The Year of Moving Forward
At our 4 person wedding reception in DC

Wednesday, June 2, 2010

What we learned yesterday

Where to start after yesterday's primary election?

I've not spent 13 hours at a polling place since my own campaign on election day 4 years ago. Those of us making a last minute effort to influence voters had a good day at Thompson Manor in Bessemer.

Do we do any good by handing out ballots or candidate info to people on their way in to vote?

Who knows, But in a close race, when there are many races on the ballot, a voter might be coming to the poll in strong support of only one candidate in a single race, and really not decided on the other races, so we pass out our literature in hopes of gaining a vote or two.

At any rate, I think the voters of Alabama proved one thing yesterday. We are not a teabagger state.

Xenophobe Tim James seems destined to be left out of the runoff. He's currently in third place.

Theocrat Roy Moore can ride off into the sunset on that horse he's pictured on in today's Birmingham News.

Racial profiler wanna-be Steve French lost. (The victor of this primary may well be a teabagger).

Laughingstock Dale Peterson lost his youtube based campaign of threat to a couple of more sensible Republicans that will face each other in a runoff.

Teabagger-come-lately Parker Griffith lost his Republican bid for the seat that Democrats gave him 4 years ago. It's not nice to fool Mother Nature, and it's not nice to fool Democrats either, Griffith. (His replacement leans teabag).

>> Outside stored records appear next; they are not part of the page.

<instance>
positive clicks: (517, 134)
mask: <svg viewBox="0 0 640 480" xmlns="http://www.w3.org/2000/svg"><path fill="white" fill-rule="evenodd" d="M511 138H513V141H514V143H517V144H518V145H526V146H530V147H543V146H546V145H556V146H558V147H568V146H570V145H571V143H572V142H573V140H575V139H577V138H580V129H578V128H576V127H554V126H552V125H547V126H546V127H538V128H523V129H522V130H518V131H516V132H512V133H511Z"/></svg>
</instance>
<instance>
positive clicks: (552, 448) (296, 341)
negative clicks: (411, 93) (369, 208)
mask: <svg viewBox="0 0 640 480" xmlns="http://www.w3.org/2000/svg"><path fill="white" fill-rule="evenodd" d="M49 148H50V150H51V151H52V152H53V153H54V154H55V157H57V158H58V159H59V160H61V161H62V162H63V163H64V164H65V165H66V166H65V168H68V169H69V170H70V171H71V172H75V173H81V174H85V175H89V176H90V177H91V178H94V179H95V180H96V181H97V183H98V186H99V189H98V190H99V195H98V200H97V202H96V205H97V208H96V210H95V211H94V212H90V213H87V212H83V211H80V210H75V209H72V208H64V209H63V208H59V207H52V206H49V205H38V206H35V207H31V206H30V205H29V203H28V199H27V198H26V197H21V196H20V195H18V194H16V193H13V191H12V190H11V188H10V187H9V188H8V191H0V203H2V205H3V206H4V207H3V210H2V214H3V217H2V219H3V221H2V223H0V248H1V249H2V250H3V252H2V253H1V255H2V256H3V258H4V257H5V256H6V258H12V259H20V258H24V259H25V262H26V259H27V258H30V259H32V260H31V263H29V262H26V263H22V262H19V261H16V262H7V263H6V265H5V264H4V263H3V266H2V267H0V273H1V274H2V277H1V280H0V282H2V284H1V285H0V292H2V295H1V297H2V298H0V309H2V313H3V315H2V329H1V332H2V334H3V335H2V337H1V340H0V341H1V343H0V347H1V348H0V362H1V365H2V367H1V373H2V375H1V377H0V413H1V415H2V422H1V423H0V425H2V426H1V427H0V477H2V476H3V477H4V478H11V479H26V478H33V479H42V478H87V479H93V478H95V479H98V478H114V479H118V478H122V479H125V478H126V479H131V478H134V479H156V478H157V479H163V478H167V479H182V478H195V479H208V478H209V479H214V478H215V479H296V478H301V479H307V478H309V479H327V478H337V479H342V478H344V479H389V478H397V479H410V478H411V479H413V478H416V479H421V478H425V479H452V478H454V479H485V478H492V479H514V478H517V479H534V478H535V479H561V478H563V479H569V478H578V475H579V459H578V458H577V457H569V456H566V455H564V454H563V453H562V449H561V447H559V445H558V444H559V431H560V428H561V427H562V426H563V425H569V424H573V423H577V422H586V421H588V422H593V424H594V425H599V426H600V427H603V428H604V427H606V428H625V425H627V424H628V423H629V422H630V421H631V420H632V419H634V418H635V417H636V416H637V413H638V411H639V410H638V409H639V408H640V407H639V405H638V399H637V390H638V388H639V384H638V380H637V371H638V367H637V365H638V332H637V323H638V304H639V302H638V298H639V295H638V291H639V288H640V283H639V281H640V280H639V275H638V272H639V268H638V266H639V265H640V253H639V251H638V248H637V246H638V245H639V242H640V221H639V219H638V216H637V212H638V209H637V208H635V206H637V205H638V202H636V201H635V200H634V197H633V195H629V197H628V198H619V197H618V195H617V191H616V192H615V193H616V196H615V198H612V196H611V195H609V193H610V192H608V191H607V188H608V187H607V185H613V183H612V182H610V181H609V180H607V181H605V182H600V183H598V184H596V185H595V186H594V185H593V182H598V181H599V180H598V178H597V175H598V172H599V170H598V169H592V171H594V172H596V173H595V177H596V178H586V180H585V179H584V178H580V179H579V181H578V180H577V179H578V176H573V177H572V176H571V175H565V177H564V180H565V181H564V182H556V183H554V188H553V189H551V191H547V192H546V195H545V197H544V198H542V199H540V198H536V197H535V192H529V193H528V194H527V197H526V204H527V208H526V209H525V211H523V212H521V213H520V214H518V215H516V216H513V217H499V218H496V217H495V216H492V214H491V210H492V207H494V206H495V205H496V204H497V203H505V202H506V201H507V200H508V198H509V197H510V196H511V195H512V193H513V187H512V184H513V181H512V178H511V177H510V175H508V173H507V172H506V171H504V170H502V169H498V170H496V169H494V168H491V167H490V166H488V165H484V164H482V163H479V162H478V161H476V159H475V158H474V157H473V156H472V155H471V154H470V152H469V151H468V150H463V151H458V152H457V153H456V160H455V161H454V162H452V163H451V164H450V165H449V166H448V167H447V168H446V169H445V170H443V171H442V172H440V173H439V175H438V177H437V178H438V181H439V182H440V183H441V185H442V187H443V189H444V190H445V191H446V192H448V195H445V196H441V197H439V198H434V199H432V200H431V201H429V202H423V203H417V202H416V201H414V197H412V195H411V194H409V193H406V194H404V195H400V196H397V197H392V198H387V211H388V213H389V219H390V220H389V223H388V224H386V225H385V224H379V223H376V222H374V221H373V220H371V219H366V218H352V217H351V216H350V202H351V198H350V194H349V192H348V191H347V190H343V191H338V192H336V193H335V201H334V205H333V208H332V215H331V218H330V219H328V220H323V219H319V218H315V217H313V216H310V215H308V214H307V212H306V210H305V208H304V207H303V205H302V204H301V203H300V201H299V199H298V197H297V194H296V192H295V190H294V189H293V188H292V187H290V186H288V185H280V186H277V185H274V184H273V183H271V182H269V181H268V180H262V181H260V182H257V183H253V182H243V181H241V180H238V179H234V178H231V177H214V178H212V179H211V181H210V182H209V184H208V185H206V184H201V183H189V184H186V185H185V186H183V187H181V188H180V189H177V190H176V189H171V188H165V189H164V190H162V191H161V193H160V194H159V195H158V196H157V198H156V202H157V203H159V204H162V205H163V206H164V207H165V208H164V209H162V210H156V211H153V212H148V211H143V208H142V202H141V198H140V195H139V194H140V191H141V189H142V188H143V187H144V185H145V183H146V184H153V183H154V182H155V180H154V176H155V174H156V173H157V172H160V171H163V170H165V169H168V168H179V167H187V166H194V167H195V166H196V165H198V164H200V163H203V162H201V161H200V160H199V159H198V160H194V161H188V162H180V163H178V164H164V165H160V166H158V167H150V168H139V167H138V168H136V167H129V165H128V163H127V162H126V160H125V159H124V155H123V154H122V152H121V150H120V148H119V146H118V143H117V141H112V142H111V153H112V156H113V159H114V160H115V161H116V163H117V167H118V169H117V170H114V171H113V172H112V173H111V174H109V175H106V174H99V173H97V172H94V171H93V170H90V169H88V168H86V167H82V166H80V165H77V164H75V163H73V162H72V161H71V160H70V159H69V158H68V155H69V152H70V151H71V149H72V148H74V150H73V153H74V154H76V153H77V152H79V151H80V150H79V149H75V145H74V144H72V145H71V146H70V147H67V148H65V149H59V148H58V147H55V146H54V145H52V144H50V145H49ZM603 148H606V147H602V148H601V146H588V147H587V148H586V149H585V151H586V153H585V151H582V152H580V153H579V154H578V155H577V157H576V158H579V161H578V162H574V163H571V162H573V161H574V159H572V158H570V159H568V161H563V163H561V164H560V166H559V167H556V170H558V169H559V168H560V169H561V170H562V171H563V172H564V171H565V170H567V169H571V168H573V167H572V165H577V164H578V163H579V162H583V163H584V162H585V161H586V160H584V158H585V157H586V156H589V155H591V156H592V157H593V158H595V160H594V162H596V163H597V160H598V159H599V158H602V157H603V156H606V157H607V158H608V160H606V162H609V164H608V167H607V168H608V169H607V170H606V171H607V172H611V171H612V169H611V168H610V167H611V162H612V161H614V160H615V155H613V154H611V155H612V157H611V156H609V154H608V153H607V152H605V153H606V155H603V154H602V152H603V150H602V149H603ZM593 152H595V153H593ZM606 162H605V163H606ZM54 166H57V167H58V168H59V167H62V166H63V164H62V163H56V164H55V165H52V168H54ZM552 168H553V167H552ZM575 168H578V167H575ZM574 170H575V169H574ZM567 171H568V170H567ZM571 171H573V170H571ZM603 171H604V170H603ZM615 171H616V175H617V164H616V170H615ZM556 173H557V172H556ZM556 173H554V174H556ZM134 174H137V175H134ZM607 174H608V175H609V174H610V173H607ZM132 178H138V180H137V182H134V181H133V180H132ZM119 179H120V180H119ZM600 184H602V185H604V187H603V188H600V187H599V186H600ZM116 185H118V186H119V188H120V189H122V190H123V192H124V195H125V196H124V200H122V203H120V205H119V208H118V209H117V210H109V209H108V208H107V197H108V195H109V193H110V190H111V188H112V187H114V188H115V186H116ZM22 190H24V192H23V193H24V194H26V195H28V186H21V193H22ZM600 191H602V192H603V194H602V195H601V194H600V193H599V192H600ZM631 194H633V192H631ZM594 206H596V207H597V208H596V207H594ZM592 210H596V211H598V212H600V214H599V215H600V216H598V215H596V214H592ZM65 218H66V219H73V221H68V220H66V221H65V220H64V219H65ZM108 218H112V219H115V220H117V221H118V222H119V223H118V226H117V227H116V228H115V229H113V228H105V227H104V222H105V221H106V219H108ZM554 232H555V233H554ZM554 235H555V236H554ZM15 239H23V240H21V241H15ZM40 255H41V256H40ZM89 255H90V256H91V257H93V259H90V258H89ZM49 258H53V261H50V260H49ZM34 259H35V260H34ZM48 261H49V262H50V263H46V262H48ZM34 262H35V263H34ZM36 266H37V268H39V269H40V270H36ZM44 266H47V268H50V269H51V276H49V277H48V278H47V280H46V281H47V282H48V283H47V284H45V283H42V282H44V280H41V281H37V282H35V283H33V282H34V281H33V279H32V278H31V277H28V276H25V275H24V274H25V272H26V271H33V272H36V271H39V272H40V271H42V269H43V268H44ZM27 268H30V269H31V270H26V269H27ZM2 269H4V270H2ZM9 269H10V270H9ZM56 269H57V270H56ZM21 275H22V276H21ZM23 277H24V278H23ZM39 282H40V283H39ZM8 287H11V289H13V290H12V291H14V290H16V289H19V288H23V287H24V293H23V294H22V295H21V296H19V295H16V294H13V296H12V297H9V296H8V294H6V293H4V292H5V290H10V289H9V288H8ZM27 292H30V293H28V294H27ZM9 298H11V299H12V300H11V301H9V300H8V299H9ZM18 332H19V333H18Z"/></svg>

As for the Governor's race, the only surprise on the Democrat side was the margin of the Ron Sparks win over "throw 'em (both gays and blacks, other wise known as "your base") under the bus" Artur Davis.




Davis' vote against the health care bill has to go down down as one of the biggest political errors in Alabama history. Pundits are downplaying it, while every single black person I spoke with, and there were many, said that vote sealed the deal against him. Whoever advised him to vote that way (surely he didn't come up with that himself, heck, he's got a Harvard education! after all), should be fired. Oh wait, they don't have a job now anyway, do they?

On the Republican side, it is truly a gift from God if in fact it turns out that Tim James can join Roy Moore at Buck's Pocket (many of you younger readers might not know, but Buck's Pocket is "where all the defeated public officials go to lick their wounds after an unsuccessful election."




In the race to replace Davis in AL-07, Terri Sewell led the pack with 31,489 votes over Sheila Smoot with 24,376 votes. Earl Hilliard, Jr. came in third with 22,939 votes. Sewell and Smoot will face each other in a runoff.

Six weeks of campaigning to go for those in runoffs. I will investigate some numbers and comment more on these and other races later.